State lawmakers have set aside $15 billion of the proposed $130 billion budget for possible property tax relief. The state’s largest and oldest fiscal watchdog organization calls that “a great start” but says it “falls short of providing the largest property tax cut in Texas history.”
Both chambers of the Texas Legislature have unveiled their draft budgets for the 2024-2025 fiscal years.
With a $32 billion budget surplus, Gov.

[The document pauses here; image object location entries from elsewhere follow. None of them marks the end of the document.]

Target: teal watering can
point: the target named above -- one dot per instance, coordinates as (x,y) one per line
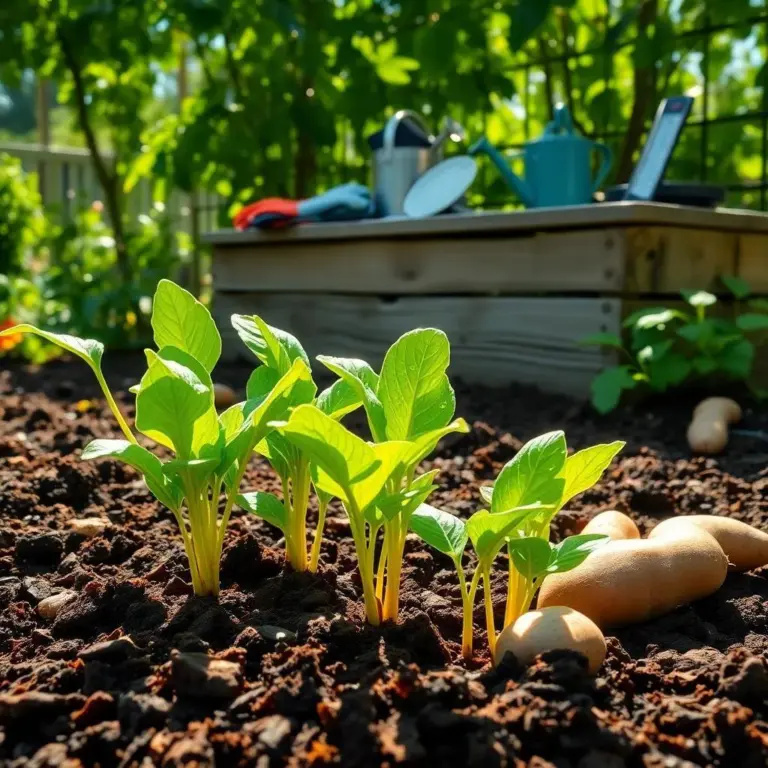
(558,165)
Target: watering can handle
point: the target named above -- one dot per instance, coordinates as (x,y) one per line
(390,129)
(605,165)
(563,121)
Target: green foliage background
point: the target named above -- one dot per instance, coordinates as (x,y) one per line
(281,94)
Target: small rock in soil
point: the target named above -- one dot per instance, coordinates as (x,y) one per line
(90,527)
(52,606)
(277,634)
(43,548)
(37,589)
(110,651)
(35,704)
(200,676)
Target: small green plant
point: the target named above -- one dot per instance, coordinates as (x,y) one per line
(175,408)
(277,351)
(409,407)
(670,347)
(528,493)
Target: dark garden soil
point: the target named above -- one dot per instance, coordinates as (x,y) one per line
(292,675)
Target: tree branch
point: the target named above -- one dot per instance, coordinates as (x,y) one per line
(108,180)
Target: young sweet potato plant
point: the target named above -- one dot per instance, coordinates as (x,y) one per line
(278,350)
(175,408)
(528,493)
(409,407)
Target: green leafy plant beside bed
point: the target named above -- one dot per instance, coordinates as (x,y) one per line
(529,491)
(670,347)
(175,409)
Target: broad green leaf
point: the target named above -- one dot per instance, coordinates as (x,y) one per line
(574,550)
(266,506)
(699,298)
(414,370)
(340,456)
(426,443)
(275,348)
(488,531)
(364,381)
(584,468)
(608,385)
(530,555)
(261,382)
(389,457)
(164,490)
(602,340)
(752,322)
(441,530)
(89,350)
(533,475)
(180,320)
(338,400)
(170,401)
(738,286)
(192,473)
(296,386)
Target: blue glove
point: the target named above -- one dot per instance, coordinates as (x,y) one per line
(345,203)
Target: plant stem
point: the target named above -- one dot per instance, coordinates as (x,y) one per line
(396,545)
(113,407)
(467,606)
(364,564)
(322,504)
(296,543)
(382,569)
(489,621)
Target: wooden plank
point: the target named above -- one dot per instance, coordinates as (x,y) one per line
(494,340)
(753,262)
(666,260)
(496,223)
(566,262)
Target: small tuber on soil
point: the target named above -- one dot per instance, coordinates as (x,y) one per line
(708,430)
(551,629)
(628,581)
(745,547)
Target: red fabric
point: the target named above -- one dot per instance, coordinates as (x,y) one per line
(275,205)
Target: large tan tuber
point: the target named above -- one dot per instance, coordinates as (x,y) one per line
(708,430)
(615,525)
(551,629)
(629,581)
(745,547)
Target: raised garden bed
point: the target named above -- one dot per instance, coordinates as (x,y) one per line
(299,679)
(515,292)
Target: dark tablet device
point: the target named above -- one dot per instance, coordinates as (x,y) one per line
(649,171)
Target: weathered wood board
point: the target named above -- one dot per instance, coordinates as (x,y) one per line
(565,262)
(493,340)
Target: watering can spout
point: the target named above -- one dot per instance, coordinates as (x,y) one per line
(513,181)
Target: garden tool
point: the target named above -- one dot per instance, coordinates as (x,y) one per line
(402,152)
(558,165)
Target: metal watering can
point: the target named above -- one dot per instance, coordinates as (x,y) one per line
(396,166)
(558,165)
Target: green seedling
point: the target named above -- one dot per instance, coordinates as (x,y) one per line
(669,347)
(528,493)
(175,409)
(277,351)
(411,400)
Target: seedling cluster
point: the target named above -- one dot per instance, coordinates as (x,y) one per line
(409,405)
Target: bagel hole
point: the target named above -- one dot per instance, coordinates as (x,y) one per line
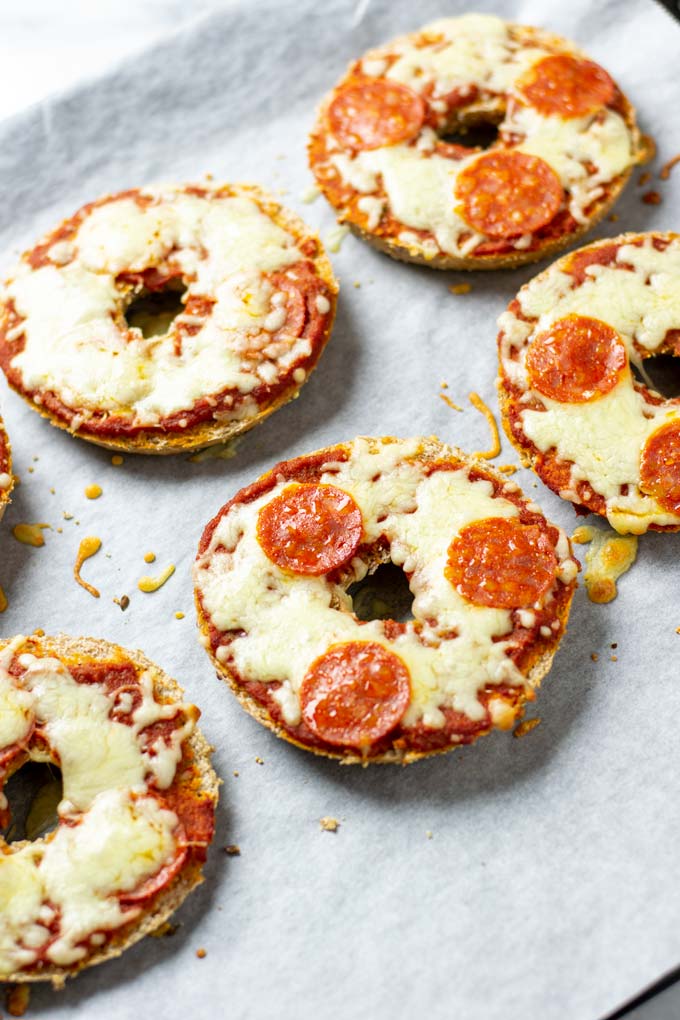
(661,373)
(153,312)
(382,595)
(33,793)
(473,132)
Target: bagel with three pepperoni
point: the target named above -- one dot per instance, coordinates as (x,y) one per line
(571,403)
(256,299)
(491,578)
(6,476)
(567,141)
(137,813)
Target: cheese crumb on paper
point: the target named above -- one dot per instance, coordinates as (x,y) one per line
(608,557)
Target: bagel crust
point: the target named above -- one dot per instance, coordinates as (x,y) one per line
(6,476)
(137,813)
(567,142)
(271,582)
(571,404)
(259,301)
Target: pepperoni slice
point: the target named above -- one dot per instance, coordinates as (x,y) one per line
(577,359)
(506,193)
(567,86)
(501,563)
(355,694)
(370,114)
(660,466)
(296,307)
(310,528)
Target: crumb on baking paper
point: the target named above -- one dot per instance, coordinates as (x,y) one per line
(30,534)
(494,450)
(608,557)
(665,171)
(310,195)
(449,402)
(88,548)
(16,1000)
(149,584)
(526,726)
(164,930)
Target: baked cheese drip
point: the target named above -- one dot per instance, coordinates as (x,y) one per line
(256,311)
(572,404)
(565,138)
(117,842)
(6,477)
(274,567)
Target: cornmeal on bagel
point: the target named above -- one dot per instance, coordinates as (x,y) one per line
(567,141)
(492,582)
(6,476)
(571,403)
(259,301)
(137,813)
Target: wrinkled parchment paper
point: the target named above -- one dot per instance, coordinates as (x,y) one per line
(532,877)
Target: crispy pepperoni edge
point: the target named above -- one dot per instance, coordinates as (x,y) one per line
(105,425)
(554,471)
(195,807)
(345,199)
(531,646)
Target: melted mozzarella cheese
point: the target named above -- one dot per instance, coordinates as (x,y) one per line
(79,345)
(117,844)
(470,52)
(603,438)
(116,834)
(290,620)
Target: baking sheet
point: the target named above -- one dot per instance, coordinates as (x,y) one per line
(514,878)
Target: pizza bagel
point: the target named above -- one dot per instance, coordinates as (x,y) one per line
(391,154)
(137,813)
(253,296)
(576,396)
(491,581)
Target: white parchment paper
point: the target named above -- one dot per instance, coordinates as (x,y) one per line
(547,888)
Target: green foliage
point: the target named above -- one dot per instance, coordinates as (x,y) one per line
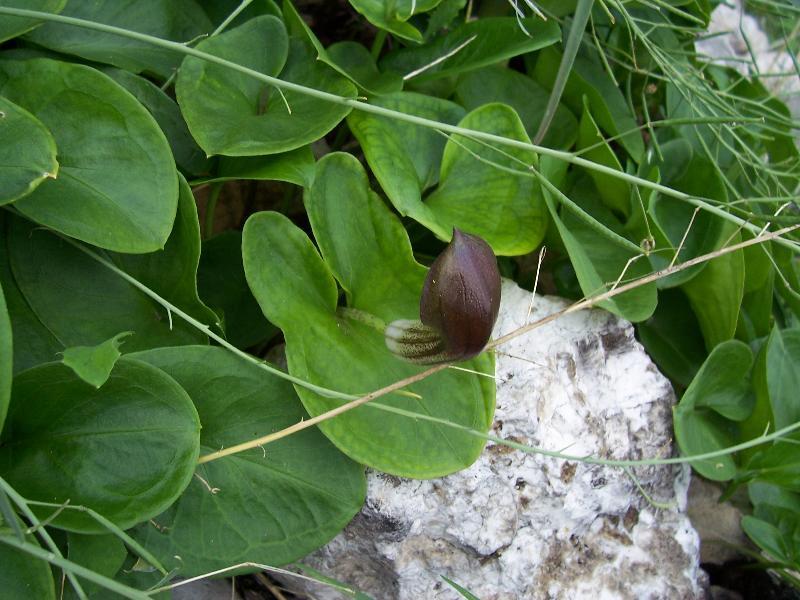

Greg Abbott has said that money should be “returned to taxpayers” and used to deliver “the largest property tax cut in Texas history.”
Tim Hardin of Texans for Fiscal Responsibility said his organization’s review of the draft budgets represent “a good start” but that more needs to be done.
“The current record stands at $14.2 billion in compression from the 2008-2009 biennium,” wrote Hardin. “To beat that, adjusting for inflation, the Legislature would need to provide around $20 billion in compression.
Because property taxes are levied locally, state efforts to reduce the property tax burden require a “compression” of local property tax rates.
Hardin continued:
We encourage the Legislature to continue down the path they have started and put Texas on a path toward the elimination of property taxes, and to come through on Abbott’s plan of the largest property tax cut in history by cutting more spending and providing at least $20 billion in M&O compression; preferably, however, the entire $32.6 surplus will be used.
Texans for Fiscal Responsibility has been promoting what they call the “Texas Prosperity Plan.” It would see lawmakers adopt “no-growth budget” operating—because “government is already too big.” They would use excess tax revenues to then eliminate school property taxes altogether over a period of several years.